Selain agenda rutin, ESI Trenggalek tengah mempersiapkan ajang bergengsi, yakni Trenggalek Esports Championship (TEC) Season 3 yang direncanakan berlangsung pada September mendatang.
Piala Pelajar yang terakhir kali digelar pada 2024 di Aula Disdikpora juga direncanakan kembali hadir tahun ini.
Namun, Wildan tidak menampik adanya kendala teknis yang krusial, yakni masalah koneksi internet. Ia mengibaratkan jaringan internet sebagai lapangan bagi para atlet esports.
"Jaringan ini penentu, ibarat lapangannya. Kalau lapangannya bagus, mainnya enak. Kami sudah sampaikan ke Disdikpora, dan kabarnya akan ada dukungan jaringan berupa Starlink. Kami sedang menunggu proses pengadaannya," imbuhnya.
Perihal pendanaan, ESI Trenggalek saat ini menerima alokasi anggaran sebesar Rp7 juta berdasarkan Surat Keputusan Ketua KONI.
Nilai ini dirasa masih jauh dari angka ideal yang berkisar antara Rp30 juta hingga Rp50 juta per tahun, mengingat intensitas pembinaan yang kontinu.
Meskipun dengan dana terbatas, prestasi atlet ESI Trenggalek cukup mentereng. Wildan menyebutkan bahwa atlet mereka telah menembus kancah internasional dan baru-baru ini masuk ke skala nasional untuk nomor pertandingan e-Football.
Pada ajang Porprov 2025, ESI Trenggalek juga berhasil menyabet Juara 3 pada nomor EA FC Mobile.
"Harapan kami tentu ada dana tambahan agar pembinaan lebih maksimal.

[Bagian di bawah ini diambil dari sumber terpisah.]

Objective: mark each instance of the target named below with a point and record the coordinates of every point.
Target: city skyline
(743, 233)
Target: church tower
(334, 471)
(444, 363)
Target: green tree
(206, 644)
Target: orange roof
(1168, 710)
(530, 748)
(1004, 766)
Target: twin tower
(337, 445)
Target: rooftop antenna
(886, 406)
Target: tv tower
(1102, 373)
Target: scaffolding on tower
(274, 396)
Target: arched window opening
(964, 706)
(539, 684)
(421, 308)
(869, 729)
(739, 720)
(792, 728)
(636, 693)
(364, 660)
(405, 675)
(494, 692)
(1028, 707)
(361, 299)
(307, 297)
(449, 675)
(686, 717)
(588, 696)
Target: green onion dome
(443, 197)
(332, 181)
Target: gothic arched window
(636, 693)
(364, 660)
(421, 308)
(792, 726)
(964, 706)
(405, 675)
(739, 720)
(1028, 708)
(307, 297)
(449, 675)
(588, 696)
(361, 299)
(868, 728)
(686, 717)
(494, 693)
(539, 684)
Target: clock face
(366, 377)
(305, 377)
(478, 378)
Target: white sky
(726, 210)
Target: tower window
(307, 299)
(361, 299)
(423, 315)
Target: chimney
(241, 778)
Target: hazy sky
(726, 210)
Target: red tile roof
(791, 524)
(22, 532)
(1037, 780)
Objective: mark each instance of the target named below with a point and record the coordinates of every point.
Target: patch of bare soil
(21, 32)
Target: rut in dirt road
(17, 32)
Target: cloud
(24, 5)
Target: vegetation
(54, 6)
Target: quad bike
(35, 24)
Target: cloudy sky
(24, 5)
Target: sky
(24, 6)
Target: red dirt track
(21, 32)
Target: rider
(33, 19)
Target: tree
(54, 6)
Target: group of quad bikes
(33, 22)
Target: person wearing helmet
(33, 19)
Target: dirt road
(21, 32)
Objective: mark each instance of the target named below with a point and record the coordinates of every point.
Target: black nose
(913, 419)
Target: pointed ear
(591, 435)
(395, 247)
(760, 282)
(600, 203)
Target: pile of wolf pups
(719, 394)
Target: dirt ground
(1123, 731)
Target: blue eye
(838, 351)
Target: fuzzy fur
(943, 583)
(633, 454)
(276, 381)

Berapa pun yang diberikan tetap kami syukuri, namun dengan dukungan lebih, kami yakin prestasi bisa lebih baik lagi," tutur Wildan.
Terpisah, Ketua KONI Trenggalek, Doding Rahmadi mengakui ketersediaan anggaran saat ini memang menjadi tantangan tersendiri bagi seluruh Cabang Olahraga (Cabor).
Ia menyebutkan pemerintah daerah mengalokasikan dana sekitar Rp1 miliar. Idealnya kebutuhan anggaran untuk pembinaan sekaligus pelaksanaan Porprov mencapai Rp4 miliar hingga Rp5 miliar.
"Anggaran Rp 1 miliar itu memang minim. Pengalaman sebelumnya, anggaran Rp2 miliar saja habis untuk keperluan Porprov, sehingga pembinaan rutin terkendala," beber Doding Rahmadi.
Doding merinci biaya pembinaan idealnya membutuhkan Rp2 miliar. Kemudian operasional Porprov juga menghabiskan sekitar Rp2 miliar.
"Idealnya memang sekitar Rp 4 miliar sampai Rp5 miliar untuk mencakup pembinaan, Porprov, hingga sarana prasarana cabor," jelas Doding.